The acting is of a piece with that approach as well. Though there are sequences of overt passion (as in Victoria’s outburst of anguish), the cast generally keep emotions in check. James shows a few flashes of fury, but usually he’s a picture of suppressed anger, and his scenes with Layne are marked by sheer sweetness. Layne depicts Tish as shy and subdued even at the most tortuous moments (the childbirth sequence apart, of course). Although Ellis is allowed—even encouraged—to take her holier-than-thou mother to the point of caricature, the rest of the cast—even King—offer controlled performances similar to those of Layne and James, true to Jenkins’ take on the material as a rueful meditation on how things are rather than an impassioned howl over that cruel reality.
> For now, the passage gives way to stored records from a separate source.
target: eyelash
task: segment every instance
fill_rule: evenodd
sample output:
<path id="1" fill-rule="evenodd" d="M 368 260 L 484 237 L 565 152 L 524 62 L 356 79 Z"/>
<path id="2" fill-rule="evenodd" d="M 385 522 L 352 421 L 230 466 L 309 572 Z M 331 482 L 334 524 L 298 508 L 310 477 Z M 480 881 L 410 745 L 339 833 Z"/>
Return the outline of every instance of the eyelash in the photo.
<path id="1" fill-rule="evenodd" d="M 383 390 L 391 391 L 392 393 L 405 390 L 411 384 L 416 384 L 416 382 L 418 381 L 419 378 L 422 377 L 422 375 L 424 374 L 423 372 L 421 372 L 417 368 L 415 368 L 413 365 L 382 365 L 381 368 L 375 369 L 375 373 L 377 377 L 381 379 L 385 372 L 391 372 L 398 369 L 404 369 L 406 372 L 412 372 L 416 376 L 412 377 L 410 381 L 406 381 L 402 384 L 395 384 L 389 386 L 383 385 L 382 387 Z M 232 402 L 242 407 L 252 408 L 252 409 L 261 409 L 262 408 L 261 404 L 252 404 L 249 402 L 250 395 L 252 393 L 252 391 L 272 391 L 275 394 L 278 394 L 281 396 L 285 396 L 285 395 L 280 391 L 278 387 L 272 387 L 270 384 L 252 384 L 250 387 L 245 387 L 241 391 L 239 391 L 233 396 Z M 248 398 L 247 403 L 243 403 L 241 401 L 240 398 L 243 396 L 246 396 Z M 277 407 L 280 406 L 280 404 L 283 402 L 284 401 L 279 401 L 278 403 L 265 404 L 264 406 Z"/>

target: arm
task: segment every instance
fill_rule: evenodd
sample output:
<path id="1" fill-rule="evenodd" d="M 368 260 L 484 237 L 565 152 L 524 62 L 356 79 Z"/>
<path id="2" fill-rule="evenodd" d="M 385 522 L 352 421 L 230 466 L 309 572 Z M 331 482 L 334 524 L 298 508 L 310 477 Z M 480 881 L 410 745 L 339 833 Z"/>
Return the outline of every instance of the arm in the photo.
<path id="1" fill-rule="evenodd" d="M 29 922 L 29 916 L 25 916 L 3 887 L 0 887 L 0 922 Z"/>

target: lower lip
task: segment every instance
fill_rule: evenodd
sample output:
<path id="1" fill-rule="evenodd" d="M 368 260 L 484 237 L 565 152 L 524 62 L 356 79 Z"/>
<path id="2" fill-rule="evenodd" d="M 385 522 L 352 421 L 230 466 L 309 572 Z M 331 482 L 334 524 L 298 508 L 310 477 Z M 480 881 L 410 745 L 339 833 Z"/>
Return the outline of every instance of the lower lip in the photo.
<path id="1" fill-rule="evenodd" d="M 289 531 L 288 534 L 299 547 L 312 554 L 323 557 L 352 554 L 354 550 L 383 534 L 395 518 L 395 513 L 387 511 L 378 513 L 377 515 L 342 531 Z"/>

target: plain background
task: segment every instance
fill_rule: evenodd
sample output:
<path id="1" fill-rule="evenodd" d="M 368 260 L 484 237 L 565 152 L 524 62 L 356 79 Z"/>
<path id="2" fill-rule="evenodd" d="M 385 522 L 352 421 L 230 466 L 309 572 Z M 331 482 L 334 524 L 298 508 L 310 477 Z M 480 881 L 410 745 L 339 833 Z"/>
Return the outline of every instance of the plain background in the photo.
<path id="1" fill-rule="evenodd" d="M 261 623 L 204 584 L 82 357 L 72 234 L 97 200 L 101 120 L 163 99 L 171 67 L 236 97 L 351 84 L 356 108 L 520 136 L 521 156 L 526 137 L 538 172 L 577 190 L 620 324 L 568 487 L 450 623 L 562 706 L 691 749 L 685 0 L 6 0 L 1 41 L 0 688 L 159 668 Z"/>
Some might find that approach as entirely too soft-grained and genteel to do full justice to Baldwin’s book, preferring a more overtly outraged depiction of such a sadly common tragedy. On its own terms, however, this quietly mournful vision is a perfectly valid take on the novel: Memphis’ Beale Street, after all, is inextricably linked with the blues, and what it lacks in immediate visceral impact the film makes up for in lingering emotional resonance, in the recognition that Baldwin’s observations about the plight of young black men in America are no less true nearly half a century later than they were when he penned them. Indeed, they may be even more so.